February 3rd, 2011
The Look Ahead: Tokyo Police Club, Soul Nite! and Arts Market
We’re dissolving two of our favorite columns, Your Regular Scoop of Houston and Procrastinator’s Plan, and giving them a new look this year. Gone is the single serving of events in Houston. Here is a five-times-a-week battery of things to do. We will publish a few events every morning. If we’ve missed something let us know with an email to email@example.com or tweet at us @TheLoopScoop.
Tokyo Police Club at Warehouse Live (Openers: Someon Still Loves You Boris Yeltsin | Roky Moon & Bolt)
Where: Downtown [813 St. Emanuel Street, 77003]
When: Thursday, February 3rd Doors at 8PM Show at 9PM
How much: $17 General Admission
Scoop’d from: @SSegraves
We missed Tokyo Police Club the last time they were in town when they opened for Passion Pit. We’re going to try to avoid making that same mistake twice. This time around, they’re carrying the banner of the show and look at that, Houston band, Roky Moon & Bolt will be taking over the opening duties.

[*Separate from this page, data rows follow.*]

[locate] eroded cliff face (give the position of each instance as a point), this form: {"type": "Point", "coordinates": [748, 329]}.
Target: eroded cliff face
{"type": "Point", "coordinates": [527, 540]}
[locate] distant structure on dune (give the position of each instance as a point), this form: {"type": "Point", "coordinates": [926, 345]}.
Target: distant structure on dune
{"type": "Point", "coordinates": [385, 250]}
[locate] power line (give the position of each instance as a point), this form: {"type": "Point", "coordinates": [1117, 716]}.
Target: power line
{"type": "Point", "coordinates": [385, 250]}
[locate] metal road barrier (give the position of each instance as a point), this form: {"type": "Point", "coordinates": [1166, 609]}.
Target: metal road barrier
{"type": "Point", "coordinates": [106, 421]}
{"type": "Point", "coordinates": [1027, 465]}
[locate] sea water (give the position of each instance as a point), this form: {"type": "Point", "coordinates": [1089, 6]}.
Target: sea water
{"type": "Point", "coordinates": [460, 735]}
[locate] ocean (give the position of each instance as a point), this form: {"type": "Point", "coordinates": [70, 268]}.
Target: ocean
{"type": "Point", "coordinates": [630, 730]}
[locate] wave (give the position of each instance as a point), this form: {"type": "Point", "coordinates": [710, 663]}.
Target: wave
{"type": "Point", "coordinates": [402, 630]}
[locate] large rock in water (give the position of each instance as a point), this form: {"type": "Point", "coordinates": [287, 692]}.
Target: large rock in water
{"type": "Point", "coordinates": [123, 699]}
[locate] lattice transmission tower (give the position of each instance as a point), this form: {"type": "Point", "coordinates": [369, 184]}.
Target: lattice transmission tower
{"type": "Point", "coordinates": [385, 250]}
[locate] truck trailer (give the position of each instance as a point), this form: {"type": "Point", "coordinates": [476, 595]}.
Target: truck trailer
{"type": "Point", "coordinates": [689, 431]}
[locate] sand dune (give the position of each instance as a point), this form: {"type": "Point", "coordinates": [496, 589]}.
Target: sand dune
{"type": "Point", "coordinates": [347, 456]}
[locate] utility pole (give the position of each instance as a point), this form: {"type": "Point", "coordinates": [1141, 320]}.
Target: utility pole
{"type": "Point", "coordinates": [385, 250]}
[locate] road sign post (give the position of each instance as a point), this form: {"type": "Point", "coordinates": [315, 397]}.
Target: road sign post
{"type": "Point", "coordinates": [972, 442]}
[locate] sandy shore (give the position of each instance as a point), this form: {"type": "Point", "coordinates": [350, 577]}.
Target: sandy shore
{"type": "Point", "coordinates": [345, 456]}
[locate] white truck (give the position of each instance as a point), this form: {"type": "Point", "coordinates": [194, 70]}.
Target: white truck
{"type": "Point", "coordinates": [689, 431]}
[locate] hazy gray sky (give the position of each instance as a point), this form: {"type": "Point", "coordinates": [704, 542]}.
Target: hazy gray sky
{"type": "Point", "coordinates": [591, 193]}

Soul Nite! presented by Aurora Picture Show and Project Row Houses
The best of the 60s on Friday night. The funktastic 70s on Saturday night. Whichever day you decide to go you’re not going to be disappointed. Guest curator, Peter Lucas, will be bombarding your eyes and ears as he plays the performance footage from some of the most well-known soul artists the world has ever had the pleasure of hosting. Catch all of it at the newly renovated, Historic Elgin Ballroom.
First Saturday Arts Market
Where: Houston Heights [548 W. 19th Street, 77008]
When: Saturday, February 5th from 11AM to 6PM
How much: Free
Scoop’d from: Email
Guess what, buckaroos. Valentine’s Day is right around the corner and nothing says “I kindasorta like you” than a oil painting to be hung over the mantle. Come on over to the Heights for The First Saturday Arts Market to pick up your canvas. Stay for the cupcakes from What’s Up, Cupcake and the live performances from Rory Jagedeo (11AM) and Andrew Karnavas (3PM). While you’re at it, read our album review of Karnavas’ Film Noir and pick up a copy while you’re out there.